Alimentation, prévention et compléments : des leviers utiles, pas un diagnostic à domicile
Pour prévenir une carence simple, misez sur une alimentation variée comprenant des sources de protéines et de vitamine B3 : volailles, viandes, poissons, œufs, produits laitiers, légumineuses, arachides, graines, céréales complètes ou enrichies selon vos habitudes alimentaires. Les personnes végétariennes ou végétaliennes peuvent couvrir leurs besoins avec une planification adaptée, notamment grâce aux légumineuses, produits à base de soja, céréales, oléagineux et graines ; l’enjeu est la diversité et l’apport protéique global.
| Situation | Priorité raisonnable | Ce qu’il faut éviter |
|---|---|---|
| Alimentation globalement variée, sans symptôme | Diversifier les sources de protéines et les aliments riches en B3 | Prendre de fortes doses « par sécurité » |
| Fatigue, régime très restrictif ou apports incertains sans signe sévère | Faire le point avec un médecin, un pharmacien ou un diététicien selon le contexte | Attribuer automatiquement toute fatigue à la vitamine B3 |
| Diarrhée, rash photosensible, amaigrissement ou troubles de mémoire | Consulter rapidement pour un diagnostic et un bilan complet | Remplacer l’avis médical par un multivitamine |
| Pellagre diagnostiquée ou forte suspicion clinique | Suivre exactement le traitement et le suivi proposés | Arrêter le traitement dès une amélioration superficielle de la peau |
Un complément de base relève généralement d’un petit budget, mais son prix ou son emballage ne garantit ni la pertinence de la dose ni le traitement de la cause. En cas de symptômes, la consultation prime sur l’achat d’un produit.
Les bons réflexes au quotidien
- Composez vos repas autour de plusieurs sources de protéines au fil de la semaine, plutôt que d’un seul aliment de base.
- En cas de baisse d’appétit prolongée ou de perte de poids, demandez conseil tôt : la dénutrition s’installe parfois discrètement.
- Protégez les lésions du soleil en attendant l’avis médical, sans appliquer de produit irritant ni masquer l’évolution avec des soins agressifs.
- Si vous prenez un complément, conservez la boîte et notez la dose exacte afin de la montrer au professionnel qui vous suit.
- En présence d’une consommation d’alcool difficile à réduire, sollicitez une aide médicale ou spécialisée : c’est une démarche de santé, pas un échec personnel.

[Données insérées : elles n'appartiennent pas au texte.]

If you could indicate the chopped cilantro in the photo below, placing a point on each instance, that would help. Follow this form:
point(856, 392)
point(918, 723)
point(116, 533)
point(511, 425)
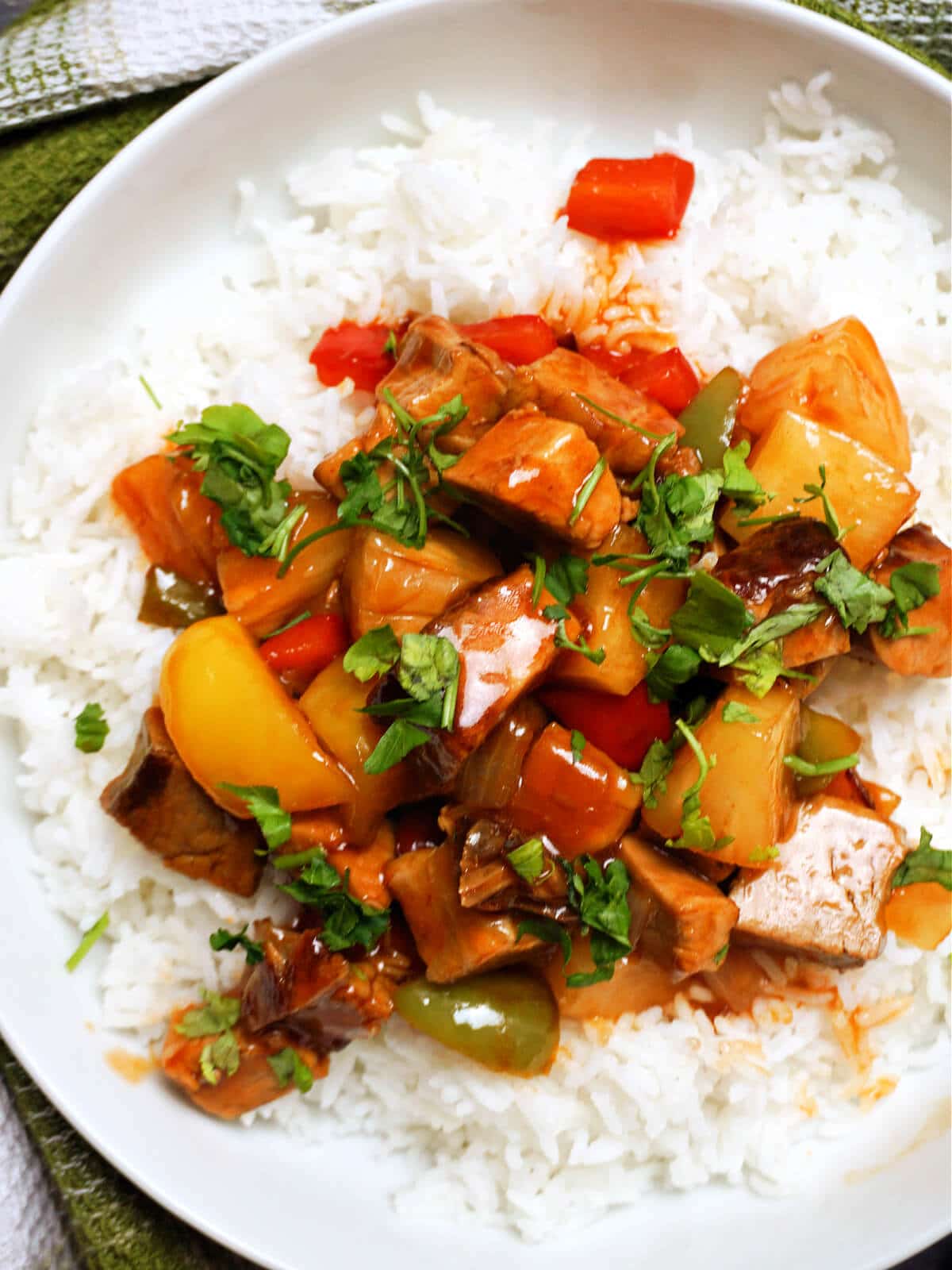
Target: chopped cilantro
point(926, 864)
point(90, 728)
point(220, 1057)
point(89, 937)
point(857, 600)
point(262, 802)
point(224, 941)
point(289, 1066)
point(347, 920)
point(736, 713)
point(215, 1016)
point(912, 584)
point(528, 860)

Erreurs fréquentes à éviter face à une suspicion de pellagre
La première erreur consiste à penser qu’une plaque rouge après exposition solaire est forcément bénigne. La seconde est d’attendre des troubles neurologiques pour consulter : ils correspondent plutôt à une évolution tardive. Il est également risqué de considérer la pellagre comme une maladie « du passé » ; elle est devenue peu fréquente dans de nombreux contextes, mais peut réapparaître chez des personnes fragiles sur le plan nutritionnel ou digestif.
Enfin, évitez de confondre une bouffée de chaleur provoquée par un complément de niacine avec l’éruption de la pellagre. Cette réaction de type flush peut survenir peu après la prise de certains produits et ne constitue pas un signe de carence. Inversement, elle ne doit pas vous conduire à augmenter ou diminuer seul un traitement recommandé par un professionnel.